ALBANY, Ga. -- Dark and ugly, a few billboards have been staring at drivers in Albany and Lee County for just about a month, said Georgia Meth Project Executive Director Jim Langford.

"We've put about 100 billboards up across the state," Langford said. "Georgia has the third worst meth problem in the United States."

The new campaign including the billboards portraying life given over to a drug as comparable to life in a toilet is 100 percent about prevention of methamphetamine use, Langford said.

For the past five years the U.S. Drug Enforcement Administration has stated that the fastest growing drug problem in Atlanta and northern Georgia. Albany and Southwest Georgia are not immune, said Major Bill Berry of the Albany-Dougherty Drug Unit.

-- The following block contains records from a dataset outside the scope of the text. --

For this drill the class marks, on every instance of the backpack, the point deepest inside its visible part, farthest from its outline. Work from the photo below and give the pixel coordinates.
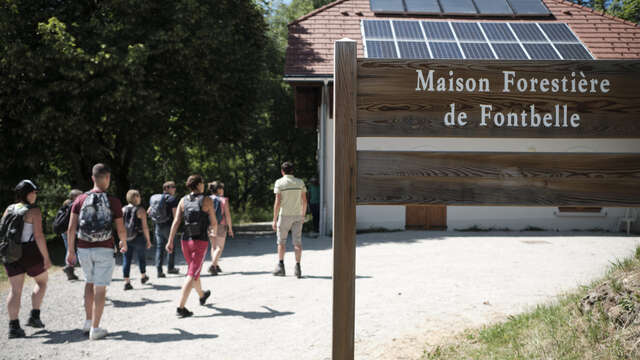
(131, 222)
(158, 211)
(95, 219)
(217, 206)
(195, 220)
(11, 227)
(61, 221)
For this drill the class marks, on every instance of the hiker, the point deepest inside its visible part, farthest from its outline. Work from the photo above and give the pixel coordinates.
(61, 224)
(196, 211)
(138, 241)
(162, 210)
(92, 217)
(23, 249)
(223, 217)
(288, 215)
(314, 203)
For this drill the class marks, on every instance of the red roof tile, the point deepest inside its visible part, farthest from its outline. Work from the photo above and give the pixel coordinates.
(311, 37)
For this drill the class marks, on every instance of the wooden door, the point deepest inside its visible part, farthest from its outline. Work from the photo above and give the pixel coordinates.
(422, 217)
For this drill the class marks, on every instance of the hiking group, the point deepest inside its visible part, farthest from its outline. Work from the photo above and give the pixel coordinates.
(93, 223)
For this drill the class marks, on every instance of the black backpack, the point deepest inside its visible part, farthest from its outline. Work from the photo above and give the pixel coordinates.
(11, 227)
(61, 221)
(196, 221)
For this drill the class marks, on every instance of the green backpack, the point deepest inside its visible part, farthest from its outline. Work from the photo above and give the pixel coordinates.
(11, 233)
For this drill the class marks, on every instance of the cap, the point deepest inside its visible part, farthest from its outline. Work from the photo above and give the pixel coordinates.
(26, 185)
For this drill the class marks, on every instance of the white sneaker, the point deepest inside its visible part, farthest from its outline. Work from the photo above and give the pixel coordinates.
(98, 333)
(86, 328)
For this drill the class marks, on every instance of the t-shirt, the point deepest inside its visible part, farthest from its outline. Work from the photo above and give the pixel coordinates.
(116, 213)
(291, 189)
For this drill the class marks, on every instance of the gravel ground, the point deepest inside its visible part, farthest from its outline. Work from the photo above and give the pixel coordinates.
(413, 289)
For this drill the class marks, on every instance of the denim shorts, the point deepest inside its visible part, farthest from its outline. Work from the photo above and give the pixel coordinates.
(97, 265)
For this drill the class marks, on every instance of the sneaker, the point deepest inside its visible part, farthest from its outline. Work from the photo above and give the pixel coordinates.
(70, 274)
(183, 313)
(86, 328)
(97, 333)
(15, 333)
(298, 271)
(35, 322)
(204, 297)
(213, 270)
(279, 271)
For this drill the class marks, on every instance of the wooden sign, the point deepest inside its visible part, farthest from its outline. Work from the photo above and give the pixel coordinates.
(487, 98)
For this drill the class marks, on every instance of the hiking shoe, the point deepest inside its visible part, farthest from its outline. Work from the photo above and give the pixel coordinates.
(15, 333)
(35, 322)
(97, 333)
(70, 274)
(279, 271)
(204, 297)
(213, 270)
(183, 313)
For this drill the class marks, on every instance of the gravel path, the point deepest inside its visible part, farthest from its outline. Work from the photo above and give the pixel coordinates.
(413, 289)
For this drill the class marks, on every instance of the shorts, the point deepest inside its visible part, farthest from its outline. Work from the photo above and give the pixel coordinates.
(293, 224)
(194, 252)
(30, 263)
(97, 265)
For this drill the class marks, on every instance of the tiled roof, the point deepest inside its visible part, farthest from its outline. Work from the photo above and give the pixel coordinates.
(311, 37)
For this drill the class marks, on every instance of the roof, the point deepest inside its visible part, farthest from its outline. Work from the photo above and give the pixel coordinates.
(311, 37)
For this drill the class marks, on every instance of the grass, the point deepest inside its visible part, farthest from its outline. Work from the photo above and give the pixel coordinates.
(559, 330)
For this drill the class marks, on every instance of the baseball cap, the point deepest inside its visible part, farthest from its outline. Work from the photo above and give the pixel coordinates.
(26, 186)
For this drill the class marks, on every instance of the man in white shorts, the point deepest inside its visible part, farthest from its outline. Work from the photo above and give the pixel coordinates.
(288, 215)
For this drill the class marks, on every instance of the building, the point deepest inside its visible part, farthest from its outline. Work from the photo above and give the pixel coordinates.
(495, 29)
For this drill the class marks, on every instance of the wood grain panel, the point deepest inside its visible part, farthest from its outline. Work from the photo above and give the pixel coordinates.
(583, 179)
(389, 105)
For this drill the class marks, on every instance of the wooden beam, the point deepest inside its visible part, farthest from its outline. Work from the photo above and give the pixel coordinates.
(389, 103)
(344, 199)
(535, 179)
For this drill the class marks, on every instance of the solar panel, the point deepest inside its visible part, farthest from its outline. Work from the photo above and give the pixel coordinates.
(541, 52)
(387, 6)
(477, 51)
(408, 30)
(506, 51)
(458, 7)
(558, 32)
(528, 32)
(573, 52)
(445, 50)
(493, 7)
(468, 31)
(423, 6)
(498, 32)
(437, 30)
(529, 7)
(377, 29)
(413, 50)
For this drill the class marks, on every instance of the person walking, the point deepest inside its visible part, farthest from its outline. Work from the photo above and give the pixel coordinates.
(223, 217)
(138, 241)
(196, 211)
(92, 217)
(61, 224)
(34, 260)
(162, 210)
(289, 209)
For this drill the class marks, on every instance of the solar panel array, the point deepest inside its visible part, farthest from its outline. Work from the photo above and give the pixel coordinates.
(461, 7)
(402, 39)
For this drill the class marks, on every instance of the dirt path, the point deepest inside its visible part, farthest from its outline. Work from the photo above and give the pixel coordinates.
(413, 288)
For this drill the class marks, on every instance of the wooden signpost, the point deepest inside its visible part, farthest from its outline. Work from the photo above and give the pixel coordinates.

"In the past 11 months we have made three meth busts," Berry said. "I'd say meth is as addictive, if not more so, than crack (cocaine)."

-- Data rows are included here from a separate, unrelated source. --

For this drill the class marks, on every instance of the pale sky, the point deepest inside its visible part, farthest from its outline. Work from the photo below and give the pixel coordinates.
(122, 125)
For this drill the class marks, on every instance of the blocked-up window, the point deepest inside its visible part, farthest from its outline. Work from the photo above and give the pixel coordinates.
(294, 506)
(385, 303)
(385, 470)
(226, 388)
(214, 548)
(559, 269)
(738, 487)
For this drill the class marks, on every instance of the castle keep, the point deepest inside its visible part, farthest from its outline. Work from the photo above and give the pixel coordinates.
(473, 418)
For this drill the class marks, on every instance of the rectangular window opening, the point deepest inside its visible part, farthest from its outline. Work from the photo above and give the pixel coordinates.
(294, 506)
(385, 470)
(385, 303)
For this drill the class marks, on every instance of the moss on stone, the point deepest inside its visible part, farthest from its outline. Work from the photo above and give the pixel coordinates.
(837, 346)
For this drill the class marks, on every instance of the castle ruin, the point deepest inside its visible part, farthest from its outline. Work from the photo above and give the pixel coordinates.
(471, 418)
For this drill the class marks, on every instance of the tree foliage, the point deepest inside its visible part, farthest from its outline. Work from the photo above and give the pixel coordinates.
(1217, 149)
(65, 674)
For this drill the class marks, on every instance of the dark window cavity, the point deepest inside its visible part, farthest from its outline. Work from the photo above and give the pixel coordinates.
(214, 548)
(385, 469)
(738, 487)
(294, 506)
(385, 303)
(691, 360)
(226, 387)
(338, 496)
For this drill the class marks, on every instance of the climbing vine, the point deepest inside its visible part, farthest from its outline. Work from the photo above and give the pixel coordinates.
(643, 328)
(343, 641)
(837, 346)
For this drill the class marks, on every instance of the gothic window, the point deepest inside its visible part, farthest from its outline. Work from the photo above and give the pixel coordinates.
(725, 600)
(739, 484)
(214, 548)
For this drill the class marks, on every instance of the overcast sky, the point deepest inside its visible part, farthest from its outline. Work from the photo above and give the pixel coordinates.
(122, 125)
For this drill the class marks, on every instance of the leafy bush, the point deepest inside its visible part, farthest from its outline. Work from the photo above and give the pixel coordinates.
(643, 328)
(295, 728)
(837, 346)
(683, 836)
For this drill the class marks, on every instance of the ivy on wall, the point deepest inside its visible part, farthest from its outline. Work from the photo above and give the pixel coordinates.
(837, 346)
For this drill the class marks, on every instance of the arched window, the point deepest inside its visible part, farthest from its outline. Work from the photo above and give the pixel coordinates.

In the most recent bust, the drug unit served a search warrant March 1 on a home at 2242 Duitman Road. Police arrested Michael Leroy Anthony, 48, and Noleen Anthony, 40, and confiscated thousands of dollars worth of illegal drugs including 32.5 grams of crystal meth, 151.6 grams of marijuana, a .22-caliber rifle, a 12-gauge shotgun a .38-caliber Rossi revolver and $1,254 in cash among other paraphernalia.

Also confiscated were nine grams of altered ephedrine or pseudoephedrine, the chemicals used to cook or prepare meth.

Meth and other drugs come in waves, Berry said. There will be a big influx, it will peak and then rise again, he added.

Citing a Georgia Meth Use and Attitudes survey, Langford said 35 percent of Georgia teens see little or no risk to trying meth.

The Georgia Meth project raised about $4.5 million in private donations to finance the messages. It hopes to raise $12 million more from individuals, business and other organizations in the next couple years, Langford said.

The Georgia Meth Project is modeled on the successful Montana Meth Project launched in 2005, according to its Web site georgiamethproject.org.

"While teen use of methamphetamine (meth) remained relatively constant across the nation from 2005 to 2007, it fell by 45 percent in Montana," according to "The Montana Meth Project" Unselling A Dangerous Drug."